Case
A 35-year-old female patient that developed CPM due to the rapid correction of hyponatremia in an external center was admitted to our hospital for neurorehabilitation and walking rehabilitation with robotics. The patient had a history of intensive care admission and a closed tracheostomy. At the time of admission to our hospital, she was spontaneously breathing without any problem except mild wheeze. The patient’s vital signs were as follows: oxygen saturation stable at 98 mmHg, pulse 62/min, respiratory rate 18 breaths per minute, body temperature 36.5 °C, and arterial blood pressure 100/70 mmHg. She had moderate dysarthric speech and was using warfarin sodium due to atrial fibrillation. There was no abnormal finding in her blood values during hospitalization and follow-up​​. She was conscious, cooperative, and oriented. In the neurological examination, muscle strength was grade 1 for the right upper extremity proximal and lower extremity distal groups and grade 3-4 for the remaining key motor muscle groups according to Lovett Scale. Spasticity was grade 1+ for upper extremities, grade 2 for the lower extremity proximal group, grade 3 for the gastrocnemius group on the right, and grade 2 for the gastrocnemius group on the left according to Modified Ashworth Scale. Her ambulation level was stage 1 according to Functional Ambulation Classification (FAC) Scale. The patient was observed to have ambulation potential but her spasticity was more prominent than loss of muscle strength. Therefore, first, the INR level was reduced below 2 with the adjustment of the warfarin sodium dose, and then a total of 300 units of BoNTA injection were applied as follows: 50 units each into the four points of the medial and lateral heads of the right gastrocnemius muscle group and 50 units each into the two different points of the medial and lateral heads of the left gastrocnemius muscle group.

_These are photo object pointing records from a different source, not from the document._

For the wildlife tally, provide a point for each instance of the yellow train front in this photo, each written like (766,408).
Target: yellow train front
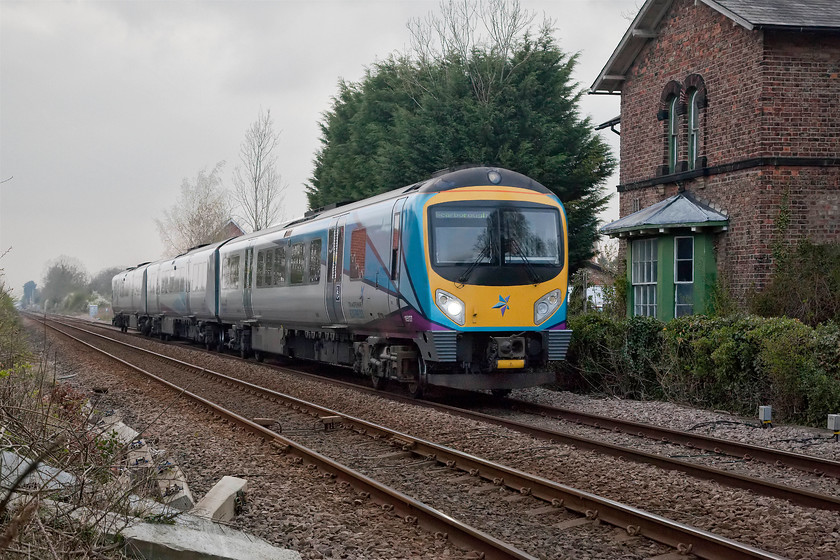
(482,282)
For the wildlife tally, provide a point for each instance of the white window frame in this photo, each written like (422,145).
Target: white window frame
(643,276)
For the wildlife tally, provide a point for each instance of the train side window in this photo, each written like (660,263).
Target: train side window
(279,266)
(296,264)
(268,270)
(395,247)
(358,242)
(231,271)
(260,268)
(315,261)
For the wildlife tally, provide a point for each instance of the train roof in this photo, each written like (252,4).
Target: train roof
(442,181)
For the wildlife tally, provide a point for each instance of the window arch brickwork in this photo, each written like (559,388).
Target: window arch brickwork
(695,93)
(671,108)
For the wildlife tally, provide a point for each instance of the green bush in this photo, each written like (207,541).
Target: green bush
(618,357)
(736,363)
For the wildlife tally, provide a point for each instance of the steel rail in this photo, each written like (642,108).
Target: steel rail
(638,522)
(795,495)
(410,509)
(814,465)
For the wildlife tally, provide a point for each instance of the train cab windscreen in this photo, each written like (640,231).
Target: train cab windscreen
(494,245)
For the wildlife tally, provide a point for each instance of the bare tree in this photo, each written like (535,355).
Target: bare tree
(258,187)
(198,216)
(65,284)
(454,37)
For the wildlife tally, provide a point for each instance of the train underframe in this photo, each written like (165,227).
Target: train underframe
(470,361)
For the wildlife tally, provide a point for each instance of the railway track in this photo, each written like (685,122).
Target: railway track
(719,447)
(526,487)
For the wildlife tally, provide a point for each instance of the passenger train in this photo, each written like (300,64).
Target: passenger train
(458,281)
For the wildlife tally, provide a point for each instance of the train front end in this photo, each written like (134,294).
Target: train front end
(494,280)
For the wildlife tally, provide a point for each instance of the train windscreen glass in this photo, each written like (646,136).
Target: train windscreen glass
(496,236)
(531,235)
(463,235)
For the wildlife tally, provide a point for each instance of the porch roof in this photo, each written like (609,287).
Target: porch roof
(679,211)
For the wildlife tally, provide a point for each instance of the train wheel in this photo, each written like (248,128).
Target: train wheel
(416,387)
(378,382)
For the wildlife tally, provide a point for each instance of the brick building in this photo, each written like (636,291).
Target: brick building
(730,142)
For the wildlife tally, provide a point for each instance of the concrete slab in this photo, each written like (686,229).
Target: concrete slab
(186,537)
(12,467)
(175,542)
(219,503)
(174,490)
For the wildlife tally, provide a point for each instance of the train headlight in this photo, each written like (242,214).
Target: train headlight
(546,305)
(451,306)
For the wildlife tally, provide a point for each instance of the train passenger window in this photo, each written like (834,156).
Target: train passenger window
(260,268)
(296,264)
(358,243)
(231,272)
(267,274)
(279,267)
(315,261)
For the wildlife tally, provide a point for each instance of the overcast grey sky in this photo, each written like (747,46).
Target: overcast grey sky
(106,106)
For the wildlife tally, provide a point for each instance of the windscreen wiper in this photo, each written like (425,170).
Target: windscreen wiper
(532,272)
(485,252)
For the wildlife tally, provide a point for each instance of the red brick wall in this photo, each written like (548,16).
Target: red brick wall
(693,40)
(769,94)
(800,101)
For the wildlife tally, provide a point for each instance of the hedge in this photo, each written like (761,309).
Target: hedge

After the injection, the patient’s general condition was good throughout the day and the next day, and she did not report any complaints. However, respiratory distress occurred on the third day of the injection. The patient’s respiratory rate was 36/min, pulse 52/min, blood pressure 100/60 mmHg, and body temperature 36.5 °C. Despite the provision of high oxygen support, the SaO2 value dropped from 97 mmHg to 92 and then 78 mmHg. The departments of chest diseases, anesthesia and reanimation, and cardiology were consulted immediately. The consultant cardiologist did not consider congestive heart failure in the patient since her ejection fraction was 55% on echocardiography. There were also no signs of congestive heart failure, such as right heart or hepatic vein dilatation, on the non-contrast thoracic computed tomography (CT) of the patient. Hypoxemia did not improve under 10 l/min O2 support and arterial blood gas pH was compatible with acidosis; therefore, the patient was admitted to the intensive care unit and intubated. The non-contrast thoracic CT revealed bilateral parenchymal ground glass opacities accompanied by consolidation areas in the lower lobes. The patient was ventilated following the ARDS protocol and dual broad-spectrum antibiotherapy, IV methylprednisolone at 40 mg 1x1, bronchodilator nebule, and IV acetylcysteine ​​were started. In the intensive care follow-up, the patient’s SaO2 values ​​improved but it was anticipated that she would have required mechanical ventilator support for a long time; thus, a tracheostomy was performed. During the follow-up, the patient’s vitals remained stable. At the request of the patient relatives, the patient was transferred to a closer hospital in their city of residence.